Re: [dmarc-ietf] Charter improvements

[Dave Crocker <dcrocker@gmail.com>]

On 7/16/2013 8:39 AM, J. Trent Adams wrote:
> * Tone down the "marketing puffery".

While I think the existing text isn't all that puffed-up, something 
along the lines of what it says is still helpful to include.

The key point is that the existing specification has a sufficiently 
large installed base to warrant considerable care in making changes that 
would disrupt it.


> * Clarify how to address "backward compatibility" with the installed base.

Perhaps:

      In order to protect the installed base, any changes to operational 
practice or bits over the wire need to be incremental and optional. 
That is, they need to be added as extensions to existing practice, 
rather than make changes to it.  This permits unmodified software and 
operations to continue to interoperate with those that are upgraded.
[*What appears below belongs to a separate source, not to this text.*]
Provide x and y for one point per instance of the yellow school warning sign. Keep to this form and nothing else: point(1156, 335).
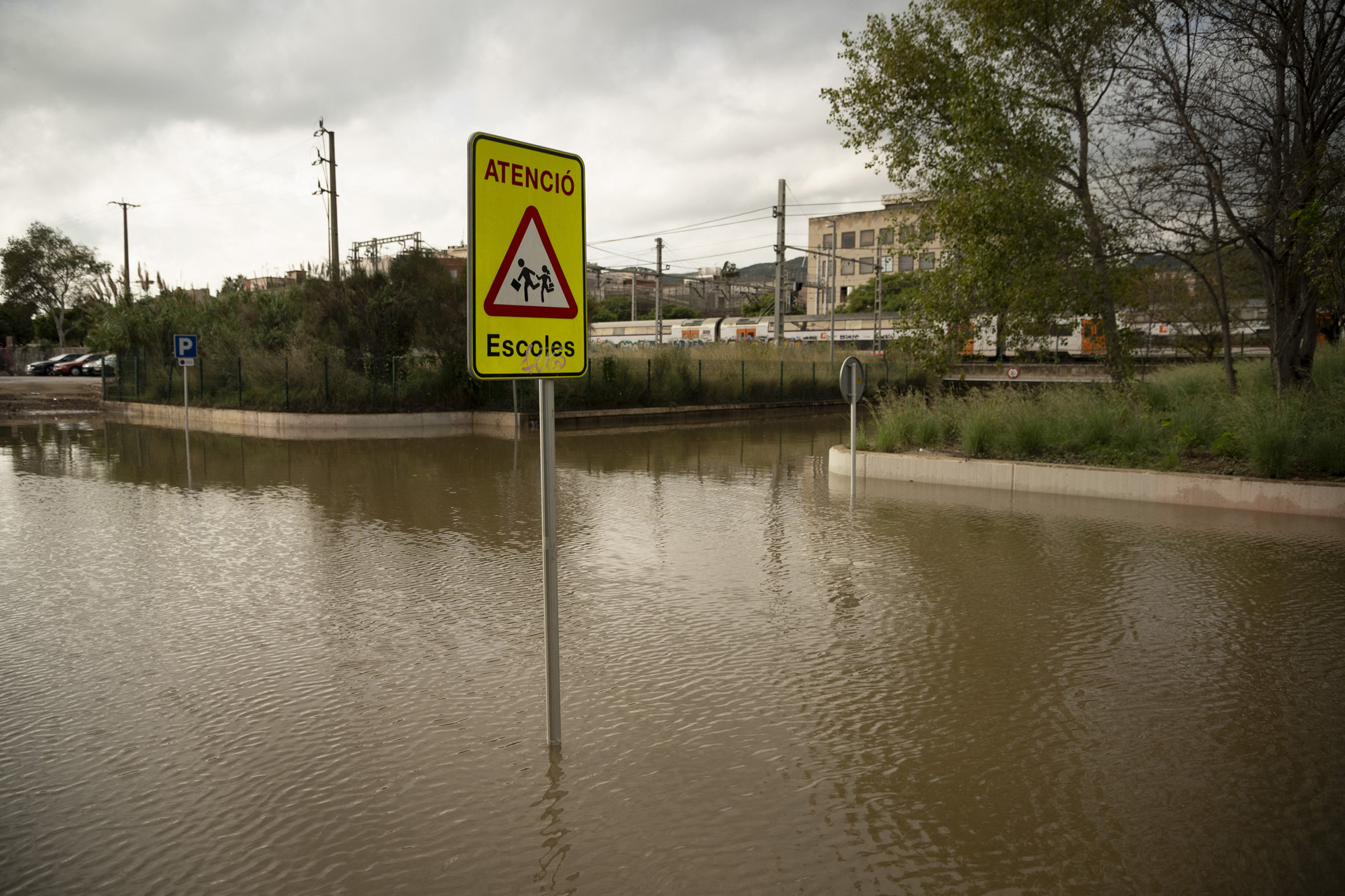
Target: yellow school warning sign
point(525, 247)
> * a mechanism for determining the organizational domain name based on an
> arbitrary fully-qualified hostname
> -----
>
> If I'm not mistaken, the Apps Area WG has already expressed an interest
> in this work. In that case, I believe that this WG would only need to
> track that effort and ensure that its work addresses the use cases
> required to support DMARC.
>
> QUESTION: Given that it's an important topic, and there's no guarantee
> that the other effort will result in an applicable solution, would it
> still be reasonable to include a mention of this as worth exploration?

Not in a charter, unless the wg is going to explore it, which it won't.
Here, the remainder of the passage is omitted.